I got a Kindle for my birthday from my husband and then Amazon gift cards from both his parents and mine. It took some doing to figure out how to use a GC to purchase a Kindle book but I worked through it. First purchase, The Complete Twilight Saga. I had to represent. I'm diggin' it so far.
I didn't feel so great so we sat around the house most of the morning doing nothing before we went to Walmart to pick up a few things. Against my better judgement I let River walk instead of riding in the cart because I wasn't interested in hearing her bitch about it. "No cart Momma, no cart!" gets really old after the 50th time you hear it screamed into your ear.

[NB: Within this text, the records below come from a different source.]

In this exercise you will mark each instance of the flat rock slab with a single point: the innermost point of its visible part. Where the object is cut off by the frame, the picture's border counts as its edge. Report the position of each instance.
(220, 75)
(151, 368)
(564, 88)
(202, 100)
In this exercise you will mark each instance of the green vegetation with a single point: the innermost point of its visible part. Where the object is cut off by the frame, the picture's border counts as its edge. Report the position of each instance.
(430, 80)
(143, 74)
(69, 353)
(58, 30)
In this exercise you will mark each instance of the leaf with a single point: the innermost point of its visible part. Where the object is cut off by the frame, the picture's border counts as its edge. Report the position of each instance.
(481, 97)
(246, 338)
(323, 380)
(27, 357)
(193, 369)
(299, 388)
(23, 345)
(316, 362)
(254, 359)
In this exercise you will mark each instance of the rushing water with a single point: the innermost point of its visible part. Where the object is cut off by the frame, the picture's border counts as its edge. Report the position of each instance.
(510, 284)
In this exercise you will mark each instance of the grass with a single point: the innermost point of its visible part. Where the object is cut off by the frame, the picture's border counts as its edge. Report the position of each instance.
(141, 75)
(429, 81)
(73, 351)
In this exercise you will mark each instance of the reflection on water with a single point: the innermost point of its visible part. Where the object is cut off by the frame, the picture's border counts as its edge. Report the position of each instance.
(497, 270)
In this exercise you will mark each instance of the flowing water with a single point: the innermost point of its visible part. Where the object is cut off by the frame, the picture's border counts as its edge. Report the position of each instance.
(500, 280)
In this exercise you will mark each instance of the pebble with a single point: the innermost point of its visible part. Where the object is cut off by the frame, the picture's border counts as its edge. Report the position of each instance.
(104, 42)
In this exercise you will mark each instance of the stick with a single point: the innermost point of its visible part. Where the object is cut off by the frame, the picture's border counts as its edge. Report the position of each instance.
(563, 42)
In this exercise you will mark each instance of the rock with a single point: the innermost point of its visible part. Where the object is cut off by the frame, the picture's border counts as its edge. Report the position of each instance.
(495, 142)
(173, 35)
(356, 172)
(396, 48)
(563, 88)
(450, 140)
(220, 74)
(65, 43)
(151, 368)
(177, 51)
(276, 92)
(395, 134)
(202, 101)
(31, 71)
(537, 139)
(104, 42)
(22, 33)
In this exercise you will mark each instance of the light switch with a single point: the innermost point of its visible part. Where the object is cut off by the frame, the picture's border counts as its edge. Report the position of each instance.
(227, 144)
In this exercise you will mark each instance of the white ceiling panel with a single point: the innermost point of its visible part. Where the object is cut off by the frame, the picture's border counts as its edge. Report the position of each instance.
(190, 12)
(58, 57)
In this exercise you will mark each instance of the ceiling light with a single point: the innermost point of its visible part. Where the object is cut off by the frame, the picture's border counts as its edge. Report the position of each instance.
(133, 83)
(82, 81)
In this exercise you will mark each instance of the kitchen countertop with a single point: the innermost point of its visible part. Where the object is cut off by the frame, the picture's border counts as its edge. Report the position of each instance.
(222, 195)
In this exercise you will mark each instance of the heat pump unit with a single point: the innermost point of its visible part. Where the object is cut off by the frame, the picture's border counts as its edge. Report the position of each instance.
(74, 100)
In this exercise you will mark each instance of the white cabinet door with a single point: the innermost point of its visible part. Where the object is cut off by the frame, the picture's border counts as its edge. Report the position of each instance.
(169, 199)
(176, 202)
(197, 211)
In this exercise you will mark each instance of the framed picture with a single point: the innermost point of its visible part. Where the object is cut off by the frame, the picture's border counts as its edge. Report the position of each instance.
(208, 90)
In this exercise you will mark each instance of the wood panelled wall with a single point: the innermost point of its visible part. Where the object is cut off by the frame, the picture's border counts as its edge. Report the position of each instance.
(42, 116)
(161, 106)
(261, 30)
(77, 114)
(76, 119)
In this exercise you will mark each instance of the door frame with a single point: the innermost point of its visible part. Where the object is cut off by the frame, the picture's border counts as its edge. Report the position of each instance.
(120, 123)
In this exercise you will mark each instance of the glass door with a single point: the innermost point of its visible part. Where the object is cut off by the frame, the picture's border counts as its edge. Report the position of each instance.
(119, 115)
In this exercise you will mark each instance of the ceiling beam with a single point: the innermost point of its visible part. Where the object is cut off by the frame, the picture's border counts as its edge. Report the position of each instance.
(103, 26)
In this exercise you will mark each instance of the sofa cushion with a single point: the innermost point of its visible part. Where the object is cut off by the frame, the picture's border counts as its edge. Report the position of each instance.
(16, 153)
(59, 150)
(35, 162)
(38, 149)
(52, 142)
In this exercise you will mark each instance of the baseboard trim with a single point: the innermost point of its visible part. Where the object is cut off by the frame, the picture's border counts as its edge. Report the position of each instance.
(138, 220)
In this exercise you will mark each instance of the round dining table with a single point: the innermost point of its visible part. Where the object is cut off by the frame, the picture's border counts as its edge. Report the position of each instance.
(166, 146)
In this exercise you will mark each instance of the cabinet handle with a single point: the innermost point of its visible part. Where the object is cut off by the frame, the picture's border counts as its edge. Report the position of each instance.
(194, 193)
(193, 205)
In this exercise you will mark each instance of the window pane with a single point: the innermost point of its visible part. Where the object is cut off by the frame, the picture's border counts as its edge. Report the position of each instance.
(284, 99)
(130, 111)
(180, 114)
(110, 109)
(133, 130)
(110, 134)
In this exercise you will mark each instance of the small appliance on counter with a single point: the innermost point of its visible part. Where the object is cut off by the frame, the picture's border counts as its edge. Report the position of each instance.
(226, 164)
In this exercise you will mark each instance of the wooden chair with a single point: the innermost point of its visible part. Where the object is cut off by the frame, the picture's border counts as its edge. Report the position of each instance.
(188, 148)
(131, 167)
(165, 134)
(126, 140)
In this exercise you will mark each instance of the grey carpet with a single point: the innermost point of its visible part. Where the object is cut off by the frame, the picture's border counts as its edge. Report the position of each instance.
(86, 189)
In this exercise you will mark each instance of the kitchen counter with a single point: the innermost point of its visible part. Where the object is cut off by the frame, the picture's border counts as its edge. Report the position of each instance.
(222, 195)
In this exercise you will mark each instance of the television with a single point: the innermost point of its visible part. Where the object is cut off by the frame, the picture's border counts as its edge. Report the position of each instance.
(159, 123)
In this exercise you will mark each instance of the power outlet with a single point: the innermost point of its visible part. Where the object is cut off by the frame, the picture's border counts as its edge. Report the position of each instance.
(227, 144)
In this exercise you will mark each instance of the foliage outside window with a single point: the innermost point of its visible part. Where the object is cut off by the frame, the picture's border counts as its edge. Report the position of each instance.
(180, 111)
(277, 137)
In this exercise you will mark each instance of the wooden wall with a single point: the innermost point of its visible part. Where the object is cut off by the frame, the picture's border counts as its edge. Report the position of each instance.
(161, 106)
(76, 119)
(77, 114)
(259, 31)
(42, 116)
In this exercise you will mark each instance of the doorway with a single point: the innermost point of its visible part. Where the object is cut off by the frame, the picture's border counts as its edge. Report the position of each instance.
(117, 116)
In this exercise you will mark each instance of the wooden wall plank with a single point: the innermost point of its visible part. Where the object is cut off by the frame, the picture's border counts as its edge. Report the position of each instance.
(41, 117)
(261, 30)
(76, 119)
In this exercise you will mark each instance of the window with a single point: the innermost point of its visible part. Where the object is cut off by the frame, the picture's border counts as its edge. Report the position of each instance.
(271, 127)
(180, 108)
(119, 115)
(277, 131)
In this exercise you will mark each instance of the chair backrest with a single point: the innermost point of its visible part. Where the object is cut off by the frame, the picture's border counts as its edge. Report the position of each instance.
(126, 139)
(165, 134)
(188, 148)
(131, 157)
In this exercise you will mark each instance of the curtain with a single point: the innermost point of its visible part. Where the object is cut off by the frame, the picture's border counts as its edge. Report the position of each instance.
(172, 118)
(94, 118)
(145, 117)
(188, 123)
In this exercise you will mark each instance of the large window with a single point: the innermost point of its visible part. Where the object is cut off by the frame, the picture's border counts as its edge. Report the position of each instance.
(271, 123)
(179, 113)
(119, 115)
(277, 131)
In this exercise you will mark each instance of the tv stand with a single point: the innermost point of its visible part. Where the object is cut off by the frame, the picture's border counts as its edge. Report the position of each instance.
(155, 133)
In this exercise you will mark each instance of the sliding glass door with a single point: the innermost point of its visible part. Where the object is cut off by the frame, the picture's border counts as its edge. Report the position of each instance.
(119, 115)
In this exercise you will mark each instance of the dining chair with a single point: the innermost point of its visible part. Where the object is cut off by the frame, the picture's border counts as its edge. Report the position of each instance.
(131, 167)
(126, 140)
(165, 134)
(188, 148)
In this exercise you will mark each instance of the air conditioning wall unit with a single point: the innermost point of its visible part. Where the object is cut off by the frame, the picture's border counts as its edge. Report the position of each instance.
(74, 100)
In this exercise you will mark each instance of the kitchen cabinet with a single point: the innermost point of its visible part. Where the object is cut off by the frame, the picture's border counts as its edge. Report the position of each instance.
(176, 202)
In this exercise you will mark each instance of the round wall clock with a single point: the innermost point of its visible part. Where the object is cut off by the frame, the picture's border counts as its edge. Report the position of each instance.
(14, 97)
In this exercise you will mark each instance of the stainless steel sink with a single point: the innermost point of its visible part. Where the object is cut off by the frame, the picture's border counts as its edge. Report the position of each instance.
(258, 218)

We got what we needed and we paid, but while we were in line Owen started in with the "Momma, you said we could see the trains. You promised momma!" He was right. I'd promised him that we could visit the train isle filled with every train he already owns and I'd forgotten. So, after we paid, we went back to that isle. It was poring anyway. River was being a pill and Owen was running in front of the cart, too far and he'd disappear from time to time annoying the shit out of me. Part of me wants to say to him, "Remind me to tell you some day who Adam Walsh is" but I stop myself daily. I certainly think of him whenever I can't see either of my children in a store.
Anyhoo, we get to the train isle and I let both kids run around in it while I check my email with one eye. Other people were in the isle but I didn't care so I didn't really pay them any mind, and then I hear it. A voice that is clearly talking to me. Ugggggg, can't a sista get some me time?
I reluctantly look up to the lankiest fucker ever, totally eyeballing me. I said, "What?" I thought it was 1/3 nice enough for the situation and 2/3 'do I look like a people person?"
He asked me how I was doing and in a voice that was purposely terse I said, "I'm fine." and went back to my business of ignoring him. It was quiet for a few seconds but that utopia wouldn't last. I think I actually rolled my eyes when he spoke again as I watched both my kids with both eyes, sure Lanky Mc Lankenstein was going to abscond with them.
"You don't have a ring. You're not married?" Now I rolled my eyes. Personal question alert. I shouldn't have to wear my beautiful wedding ring out in this humidity just to get this fucker off my ass.
"I'm married." Short and to the point, right? I gestured to my children as if to say, and I'm busy. I mean not every girl in Hazzard County gets all a flutter when she sees Mr. Whatthefuck in Walmart. In fact if I were 41, single and pathetic and I met Mr. Dreamy British hot sweet ass guy in Walmart I would tell him to go away until he saw me in Target. I mean who wants to have to tell that story for years to come? "Our eyes met over the silk flowers, store brand tampons and hefty bags?" No thanks.
I thought that would be enough, as if my darting eyes in all their evil would say what I tried not to which was "BACK THE FUCK UP OFF ME!"
"You're not just saying that to get me to go away, are you?"
"No I'm not but I'd still like you to go away."
That did it.
This is me today, happily married to a human.